Fig. CL.—Fasciola Hepatica.

1. Mouth. 2. Alimentary tubes. 3. Sucker.

Fig. CLI.—Aphrodita Aculeata.

1. Proboscis in a retracted state. 2. Interior of digestive cavity. 3, 3. Cœcal appendages opening into it.

557. Up to this point in the animal series the digestive sacs and the alimentary canal are merely cavities formed in the common cellular tissue of the body, without any lining membrane, without teeth, or without any instruments for dividing and preparing the aliment, and without a single gland, as far as has been ascertained, to assist the digestive process. All the assimilative functions, the respiratory as well as the digestive, appear to be performed by this single surface. But in the ascending scale not only is an apparatus appropriated to digestion, perfectly distinct from that assigned to respiration, but even the stomach and the alimentary canal are separate organs, distinguished from each other, both in structure and function. Still higher in the scale new organs are successively added, as the process becomes more complex and refined, in order to assist the main operations carried on in particular parts of the apparatus; and as that apparatus approaches its highest degree of perfection, not only do the several parts of which it is composed increase in number and complexity, but each part becomes more and more isolated from the rest, a specific office being assigned to each in the division of labour that is made. Viewing, however, the digestive apparatus as a whole, whether simple or complex, whether consisting of a single uninterrupted surface, or divided into many separate portions, its nature is universally and invariably the same, and from the monad to man is endowed with analogous vital energies.

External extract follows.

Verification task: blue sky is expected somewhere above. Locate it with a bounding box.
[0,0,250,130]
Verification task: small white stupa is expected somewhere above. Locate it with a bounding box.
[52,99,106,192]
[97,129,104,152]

558. Comparative anatomy, which has succeeded in tracing through the different classes, orders, genera, and countless tribes of animals, the modifications in form and structure of the digestive apparatus, has shown that those modifications are invariably in strict adaptation to the kind of food on which the apparatus is destined to act and to the extent of the elaboration requisite to convert crude aliment into proper animal substance. To trace this adaptation through the rising and ever-varying series, is a most interesting and instructive study, not only exhibiting, in the very organs that elaborate its food, the physical and even the mental qualities assigned by the hand of nature to each individual, but oftentimes shedding a clear and bright light on the complex structures of the highest and most perfect organization. Striking and beautiful illustrations are afforded by these investigations of the principle formerly insisted on (vol. i. chap. i. p. 28, 3), that the communication of the higher faculties exalts the apparatus even of the very lowest processes, that the latter may work in harmony with the former. In conformity with this principle, as the nobler endowments exalt the animal in the scale of organization, so even its very digestive apparatus becomes extended, isolated, complex and refined.

559. The highest and most perfect form of the digestive apparatus is that which is disposed in a series of chambers in free communication with each other. In these chambers the food undergoes a succession of changes, by which it is progressively assimilated to the nature of animal substance. This assimilation, however, is never effected by the sole agency of the chambers themselves; it is accomplished, to a great extent, by the influence of special organs placed in the neighbourhood of the digestive chambers. In the lowest animal there is but one substance and one surface for every function; in the highest, even for the performance of the lowest function, there is the combination of many substances which are arranged in complex modes.

560. In man, the digestive chambers are five; the auxiliary organs are many.